Between 975 CE and 1158 Guildford was the only mint for some distance. The nearest were Winchester to the west, Steyning to the south, Rochester to the east and Southwark towards London. There were many to the west, including Bristol and Taunton, probably to make use of silver sourced from lead mines in the Mendips. They were also concentrated in the South East along the coasts suggesting the importance of trade as a source of silver.

Guildford coins have been found in Scandinavia, perhaps from payment of Danegeld (money which aimed to buy off Danish invaders).

Coin of Harold II

This silver penny is from the short reign of Harold II (1066), minted in Guildford. The reverse has the Latin word PAX, or Peace, in the centre surrounded by Old English words meaning 'Leofwold in Guildford'.  He was the moneyer. The obverse has the Latin words HAROLDI [REX] ANGLO, meaning 'Harold king of the English'.  It was not until later that kings spoke of being king of a country.

Coin of William I

Coin of William I ©Guildford Heritage Services.

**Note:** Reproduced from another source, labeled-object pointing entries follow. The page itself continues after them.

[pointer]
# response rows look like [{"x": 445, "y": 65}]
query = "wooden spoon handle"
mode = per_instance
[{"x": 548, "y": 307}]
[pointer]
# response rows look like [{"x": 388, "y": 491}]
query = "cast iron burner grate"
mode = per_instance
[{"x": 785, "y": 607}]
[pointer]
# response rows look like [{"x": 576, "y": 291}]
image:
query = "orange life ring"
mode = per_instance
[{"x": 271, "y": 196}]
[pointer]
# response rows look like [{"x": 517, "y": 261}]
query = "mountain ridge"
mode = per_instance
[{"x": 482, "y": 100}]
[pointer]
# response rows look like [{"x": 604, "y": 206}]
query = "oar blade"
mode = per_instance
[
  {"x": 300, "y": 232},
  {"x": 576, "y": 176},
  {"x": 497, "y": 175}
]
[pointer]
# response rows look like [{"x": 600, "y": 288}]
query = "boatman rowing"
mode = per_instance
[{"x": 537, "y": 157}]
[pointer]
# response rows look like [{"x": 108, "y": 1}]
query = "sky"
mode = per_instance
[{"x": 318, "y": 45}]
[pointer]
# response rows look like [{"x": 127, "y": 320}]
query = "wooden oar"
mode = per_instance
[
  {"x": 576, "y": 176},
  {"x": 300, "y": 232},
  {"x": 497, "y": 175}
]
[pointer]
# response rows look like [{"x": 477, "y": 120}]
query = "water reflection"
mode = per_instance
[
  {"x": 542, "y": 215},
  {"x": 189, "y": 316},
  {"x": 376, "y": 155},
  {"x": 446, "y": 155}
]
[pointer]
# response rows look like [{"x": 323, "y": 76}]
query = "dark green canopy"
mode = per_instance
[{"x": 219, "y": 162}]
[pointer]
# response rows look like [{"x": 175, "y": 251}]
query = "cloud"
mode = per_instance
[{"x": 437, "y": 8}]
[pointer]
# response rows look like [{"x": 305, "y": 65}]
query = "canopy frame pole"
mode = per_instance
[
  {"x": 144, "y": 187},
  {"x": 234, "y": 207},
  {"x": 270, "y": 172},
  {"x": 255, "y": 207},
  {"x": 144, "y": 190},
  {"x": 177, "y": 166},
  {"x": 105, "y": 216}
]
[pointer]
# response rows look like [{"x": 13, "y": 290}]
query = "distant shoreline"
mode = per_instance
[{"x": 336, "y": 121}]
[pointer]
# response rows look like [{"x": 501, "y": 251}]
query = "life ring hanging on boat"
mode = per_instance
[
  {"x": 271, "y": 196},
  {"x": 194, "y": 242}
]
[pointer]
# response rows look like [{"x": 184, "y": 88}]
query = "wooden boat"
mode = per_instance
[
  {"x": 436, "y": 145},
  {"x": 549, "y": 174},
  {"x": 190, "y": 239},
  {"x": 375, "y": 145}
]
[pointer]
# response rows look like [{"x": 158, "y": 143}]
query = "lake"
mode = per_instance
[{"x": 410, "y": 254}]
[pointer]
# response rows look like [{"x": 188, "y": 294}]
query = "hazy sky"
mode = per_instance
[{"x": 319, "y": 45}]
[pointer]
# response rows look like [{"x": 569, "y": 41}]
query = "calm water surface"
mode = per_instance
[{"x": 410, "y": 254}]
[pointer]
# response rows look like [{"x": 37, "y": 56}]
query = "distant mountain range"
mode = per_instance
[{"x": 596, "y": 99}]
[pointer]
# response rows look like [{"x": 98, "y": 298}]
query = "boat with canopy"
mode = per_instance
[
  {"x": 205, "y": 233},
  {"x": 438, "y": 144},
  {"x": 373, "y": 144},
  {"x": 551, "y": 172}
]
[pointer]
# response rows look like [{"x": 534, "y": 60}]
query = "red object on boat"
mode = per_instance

Also minted in Guildford, this silver penny of William I has a cross and PAXS in circles on the reverse. Around the edge the words 'SERIC ON GILDFRD' - the moneyer and the town, shortened. The obverse shows the bust of William and the words 'PILLEM REX' - 'King William'.

This design is also found in Chichester, perhaps from a moneyer working in both places. Or perhaps the dies were transferred when a mint closed, as may have happened in Guildford in 1087 - 1090.

Things were going wrong again in the 12th century when Henry I was receiving complaints from his soldiers that they were being paid in debased money. One trick moneyers used was to silver plate coins rather than make them from solid silver. At Christmas 1124 the king summoned the moneyers to him at Winchester. By twelfth night they were all castrated and had their right hands amputated as punishment for false dealing. After this, the number of mints was greatly reduced during 12th and 13th centuries. By the second half of the 15th century, London was the only full-time royal mint.